Unfortunately, I don’t think that’s what’s happening here. These aren’t organic accidents or real fan-to-brand interaction. It’s just fakery–there’s too much of it for that not to be the case. And what’s worse, the brands that are engaging in the stunts could easily afford to pay for the ad space on those same pages. In other words, we’re not talking about small creative marketing here–we’re talking multibillion-dollar corporations using their enormous marketing teams to overwhelm busy volunteer moderators.
And these messages don’t stay on Reddit. Reddit is their launching pad. Blogs like Betabeat, Business Insider, Huffington Post, Gawker and hundreds of others troll these sites looking for content they can republish and get traffic from. BuzzFeed, for example, is notorious for republishing content from Reddit. Meaning that one shill thread or photo on Reddit can quickly become pseudo-news and then real news across the web. And do readers understand or see the tainted origins of that content? Of course not.

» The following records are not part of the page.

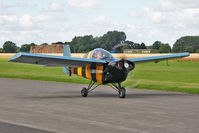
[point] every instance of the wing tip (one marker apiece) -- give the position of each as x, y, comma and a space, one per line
14, 57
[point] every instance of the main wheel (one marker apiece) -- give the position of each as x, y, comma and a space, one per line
122, 92
84, 92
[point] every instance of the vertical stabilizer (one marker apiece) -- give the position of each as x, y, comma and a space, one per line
66, 52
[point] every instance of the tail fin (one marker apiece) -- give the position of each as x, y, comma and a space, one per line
66, 52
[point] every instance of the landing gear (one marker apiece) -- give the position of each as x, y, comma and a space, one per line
85, 91
121, 90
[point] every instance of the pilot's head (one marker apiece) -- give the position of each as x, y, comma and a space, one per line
99, 55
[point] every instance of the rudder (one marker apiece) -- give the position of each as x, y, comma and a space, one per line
66, 52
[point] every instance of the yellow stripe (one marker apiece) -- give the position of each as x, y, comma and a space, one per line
88, 72
89, 55
72, 70
79, 71
99, 71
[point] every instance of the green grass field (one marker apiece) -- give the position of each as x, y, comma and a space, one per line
178, 76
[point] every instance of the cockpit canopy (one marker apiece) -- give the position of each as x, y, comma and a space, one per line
98, 53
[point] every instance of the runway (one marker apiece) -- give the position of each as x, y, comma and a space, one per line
45, 107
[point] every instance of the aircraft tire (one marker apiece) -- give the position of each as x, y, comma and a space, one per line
84, 92
122, 92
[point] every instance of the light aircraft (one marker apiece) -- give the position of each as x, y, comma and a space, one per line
97, 65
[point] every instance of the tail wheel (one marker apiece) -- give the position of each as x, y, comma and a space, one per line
84, 92
122, 92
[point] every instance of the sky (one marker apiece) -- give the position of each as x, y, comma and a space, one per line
48, 21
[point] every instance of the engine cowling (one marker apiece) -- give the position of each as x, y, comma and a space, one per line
124, 65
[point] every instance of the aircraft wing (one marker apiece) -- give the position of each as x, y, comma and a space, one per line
51, 60
157, 58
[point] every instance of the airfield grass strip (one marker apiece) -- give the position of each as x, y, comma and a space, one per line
178, 76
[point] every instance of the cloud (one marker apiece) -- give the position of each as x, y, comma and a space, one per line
53, 6
84, 4
18, 4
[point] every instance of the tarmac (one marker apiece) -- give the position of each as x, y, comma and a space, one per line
28, 106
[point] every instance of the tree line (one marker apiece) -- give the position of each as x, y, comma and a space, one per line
82, 44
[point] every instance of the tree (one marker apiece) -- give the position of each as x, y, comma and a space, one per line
142, 46
1, 50
44, 44
9, 47
189, 49
182, 43
164, 48
156, 45
26, 47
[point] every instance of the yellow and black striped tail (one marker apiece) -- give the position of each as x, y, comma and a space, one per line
91, 72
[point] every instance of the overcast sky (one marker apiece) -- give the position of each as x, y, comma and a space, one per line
47, 21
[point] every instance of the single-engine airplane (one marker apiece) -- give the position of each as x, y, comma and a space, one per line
97, 65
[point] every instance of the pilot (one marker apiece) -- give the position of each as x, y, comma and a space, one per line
99, 55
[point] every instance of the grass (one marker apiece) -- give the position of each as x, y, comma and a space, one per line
178, 76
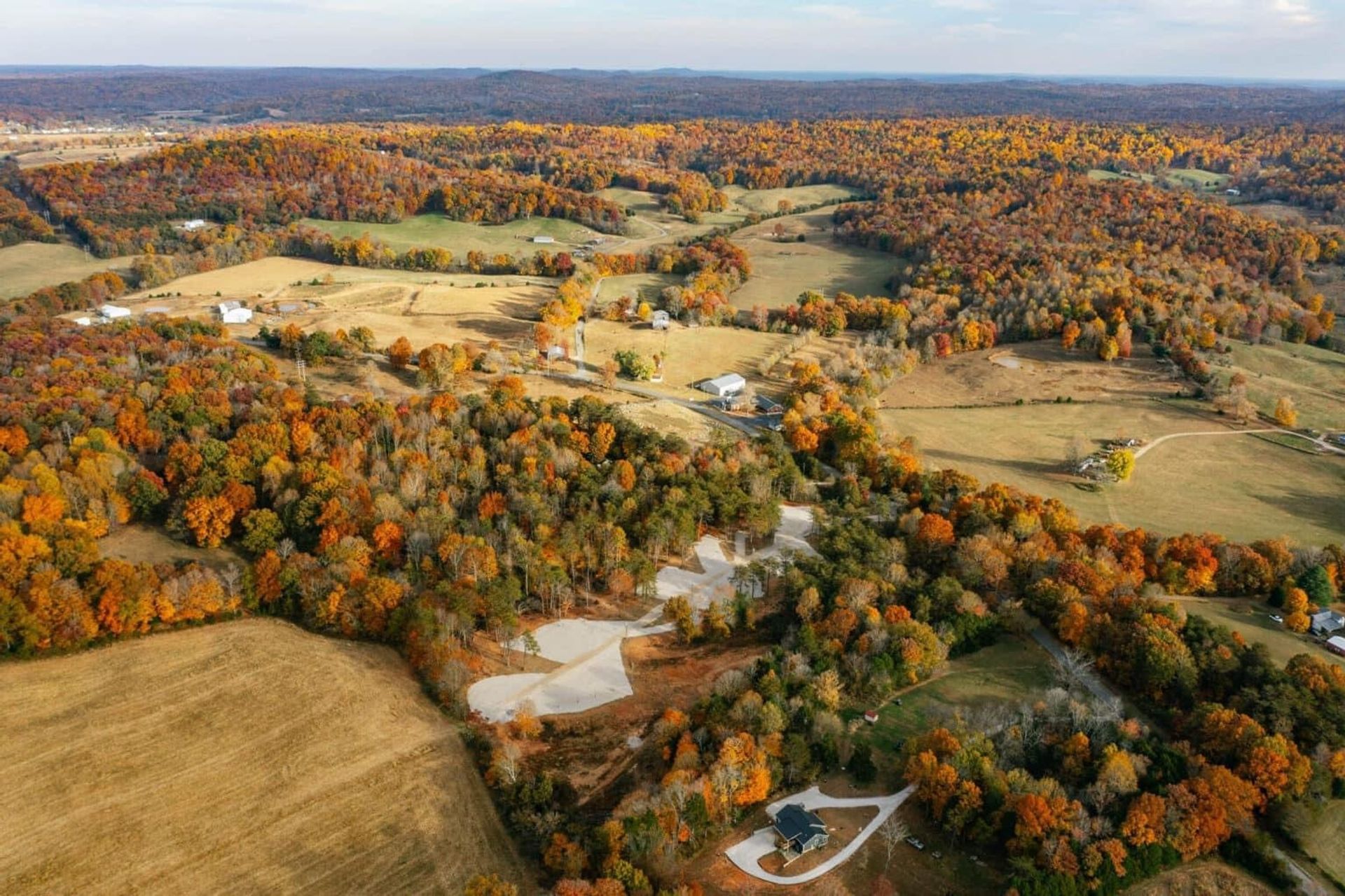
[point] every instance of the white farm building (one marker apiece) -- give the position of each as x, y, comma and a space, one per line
725, 385
235, 312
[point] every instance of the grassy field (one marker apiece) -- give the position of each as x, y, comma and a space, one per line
1241, 486
422, 307
1008, 672
1032, 371
1254, 623
639, 287
32, 266
780, 270
462, 237
1192, 178
768, 201
1321, 834
1313, 377
241, 758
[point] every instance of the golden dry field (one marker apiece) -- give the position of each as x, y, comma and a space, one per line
240, 758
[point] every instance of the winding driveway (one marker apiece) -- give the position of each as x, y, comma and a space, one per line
748, 853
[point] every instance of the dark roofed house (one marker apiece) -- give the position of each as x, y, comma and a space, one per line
1328, 623
799, 830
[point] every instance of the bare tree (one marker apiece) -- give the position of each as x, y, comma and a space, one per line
892, 832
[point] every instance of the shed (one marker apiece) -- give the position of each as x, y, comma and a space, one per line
799, 830
725, 385
1328, 623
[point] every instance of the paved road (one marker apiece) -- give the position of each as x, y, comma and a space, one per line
1321, 443
1091, 680
748, 853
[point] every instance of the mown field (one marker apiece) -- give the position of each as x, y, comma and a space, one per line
1030, 371
1192, 178
1253, 622
462, 237
240, 758
1239, 485
1313, 377
32, 266
1005, 673
785, 268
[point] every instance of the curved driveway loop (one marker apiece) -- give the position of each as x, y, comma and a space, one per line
748, 853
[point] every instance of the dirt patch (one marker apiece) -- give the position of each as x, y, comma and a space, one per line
241, 758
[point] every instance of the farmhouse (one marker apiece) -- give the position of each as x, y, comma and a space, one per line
799, 830
725, 385
1328, 623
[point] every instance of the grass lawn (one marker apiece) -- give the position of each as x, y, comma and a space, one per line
1321, 834
1008, 672
27, 267
780, 270
1243, 488
460, 237
1253, 622
1313, 377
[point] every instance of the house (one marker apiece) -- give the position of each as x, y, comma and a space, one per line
799, 830
768, 406
725, 385
1328, 623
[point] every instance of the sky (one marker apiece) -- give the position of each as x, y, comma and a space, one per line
1298, 39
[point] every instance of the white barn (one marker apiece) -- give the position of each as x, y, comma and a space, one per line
725, 385
235, 312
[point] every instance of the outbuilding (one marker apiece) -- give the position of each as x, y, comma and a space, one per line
725, 385
799, 830
1328, 623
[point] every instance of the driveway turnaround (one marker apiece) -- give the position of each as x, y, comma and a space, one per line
748, 853
592, 672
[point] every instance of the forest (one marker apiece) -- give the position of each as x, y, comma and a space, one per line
443, 520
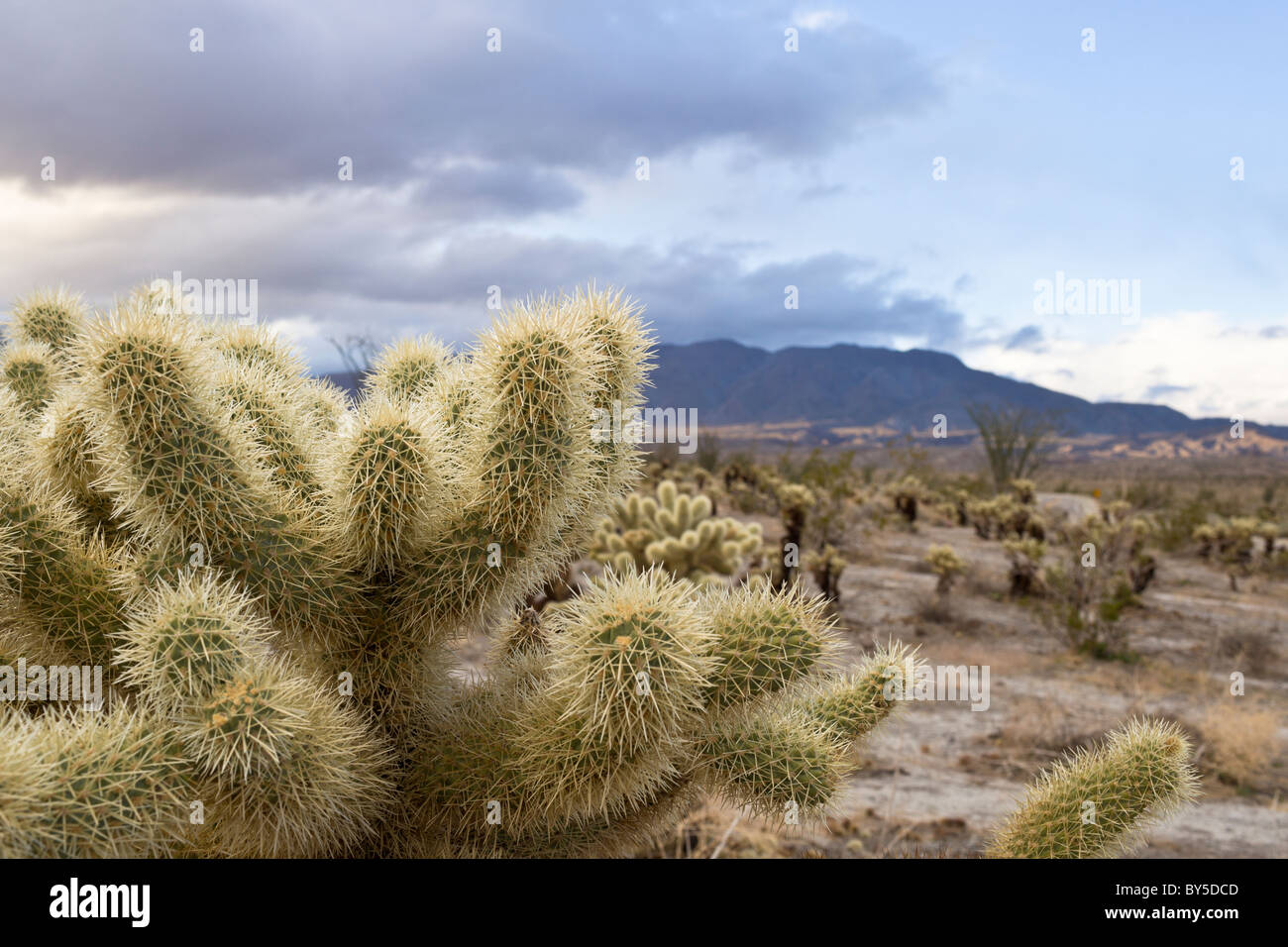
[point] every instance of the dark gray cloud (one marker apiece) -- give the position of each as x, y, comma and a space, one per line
1026, 338
452, 147
282, 90
690, 292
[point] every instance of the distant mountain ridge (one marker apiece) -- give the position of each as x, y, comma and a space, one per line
868, 386
845, 384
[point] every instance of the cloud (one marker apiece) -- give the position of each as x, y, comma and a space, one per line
283, 90
1026, 338
1198, 363
353, 261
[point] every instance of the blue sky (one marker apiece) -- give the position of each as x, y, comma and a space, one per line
767, 169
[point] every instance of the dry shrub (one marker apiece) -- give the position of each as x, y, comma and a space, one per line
1240, 745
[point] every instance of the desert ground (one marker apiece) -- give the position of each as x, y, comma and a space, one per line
935, 777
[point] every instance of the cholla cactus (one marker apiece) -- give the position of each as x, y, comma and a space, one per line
1098, 802
1025, 558
906, 495
1269, 531
271, 581
945, 565
1206, 536
675, 532
1005, 517
825, 566
1025, 491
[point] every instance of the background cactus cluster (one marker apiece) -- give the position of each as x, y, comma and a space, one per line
677, 532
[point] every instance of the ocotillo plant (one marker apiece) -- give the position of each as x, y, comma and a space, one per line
271, 581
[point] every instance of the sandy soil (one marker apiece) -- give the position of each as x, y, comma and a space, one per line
940, 775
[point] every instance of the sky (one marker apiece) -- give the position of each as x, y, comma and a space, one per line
1103, 213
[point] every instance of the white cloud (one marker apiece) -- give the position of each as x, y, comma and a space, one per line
820, 20
1197, 363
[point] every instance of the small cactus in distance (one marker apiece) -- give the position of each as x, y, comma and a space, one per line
945, 565
675, 532
1025, 557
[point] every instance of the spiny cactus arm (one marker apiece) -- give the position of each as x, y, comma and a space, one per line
629, 663
528, 464
612, 322
764, 641
63, 458
183, 472
51, 317
53, 579
609, 838
89, 785
407, 369
393, 482
780, 764
323, 403
33, 372
1100, 801
259, 347
268, 410
278, 764
790, 757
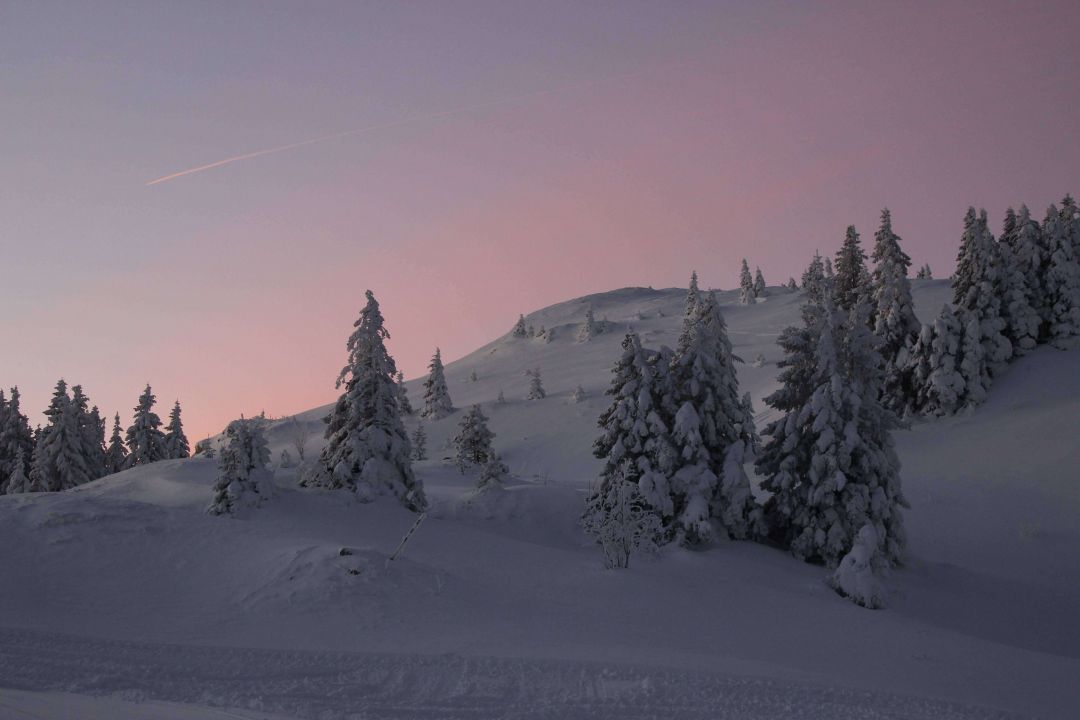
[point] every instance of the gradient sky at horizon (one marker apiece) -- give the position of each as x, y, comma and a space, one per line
598, 145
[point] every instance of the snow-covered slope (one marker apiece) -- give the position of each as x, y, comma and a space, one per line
500, 607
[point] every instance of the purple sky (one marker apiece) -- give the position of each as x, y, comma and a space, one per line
593, 146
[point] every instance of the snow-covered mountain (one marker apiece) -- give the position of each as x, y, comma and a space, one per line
125, 589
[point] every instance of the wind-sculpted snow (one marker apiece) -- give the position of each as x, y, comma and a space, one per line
336, 685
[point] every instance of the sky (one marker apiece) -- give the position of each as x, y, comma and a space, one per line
507, 155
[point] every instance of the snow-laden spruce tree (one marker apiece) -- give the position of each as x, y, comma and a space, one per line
813, 277
1017, 300
419, 443
536, 385
860, 572
472, 445
635, 438
851, 274
145, 440
621, 520
894, 322
837, 470
117, 452
493, 474
707, 419
17, 480
1029, 255
520, 329
403, 403
176, 442
1062, 281
589, 328
758, 283
367, 450
692, 295
976, 288
242, 466
436, 396
59, 461
746, 295
15, 437
942, 388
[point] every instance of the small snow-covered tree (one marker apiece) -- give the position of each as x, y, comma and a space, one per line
1062, 281
403, 403
536, 385
894, 322
493, 474
589, 328
859, 574
622, 521
1017, 299
520, 329
977, 289
117, 452
436, 396
473, 442
17, 481
242, 463
746, 295
813, 277
367, 450
419, 443
758, 283
145, 440
176, 442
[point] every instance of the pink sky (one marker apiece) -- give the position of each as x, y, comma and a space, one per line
678, 136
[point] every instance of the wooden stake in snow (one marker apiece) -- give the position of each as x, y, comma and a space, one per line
408, 534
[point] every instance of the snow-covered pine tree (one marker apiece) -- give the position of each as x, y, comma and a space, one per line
635, 447
589, 329
622, 521
493, 473
972, 360
1062, 280
436, 397
851, 271
17, 481
419, 443
536, 385
242, 463
894, 322
976, 288
403, 402
15, 437
367, 449
845, 471
145, 440
1029, 253
473, 442
746, 295
520, 329
1022, 321
692, 295
116, 453
706, 422
59, 461
176, 442
813, 277
936, 365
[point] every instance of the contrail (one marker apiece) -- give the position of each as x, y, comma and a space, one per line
404, 121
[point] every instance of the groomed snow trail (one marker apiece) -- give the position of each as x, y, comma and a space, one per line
351, 685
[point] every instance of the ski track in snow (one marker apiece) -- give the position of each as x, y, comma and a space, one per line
339, 685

It’s an obnoxious cycle. Reddit replaced the old Digg.com, which had become increasingly dominated by spam, trolls and fake news. Now it’s fighting off those same forces. With the new and improved Digg gaining traffic, despite unfriendliness to self-promoters, will Reddit find some way to purge itself of marketers? I hope so.
The site is at a crossroads about policing its sources and links. Usually Reddit makes the right choices in these positions, as it did when it banned sites like The AtlanticWire and BusinessWeek for spam and upvoting their own links.
I hope Reddit follows in its own footsteps once more. Or we’ll all be hailing our new corporate Redditors.
Ryan Holiday is the bestselling author of Trust Me I’m Lying: Confessions of a Media Manipulator and a PR strategist for brands and writers.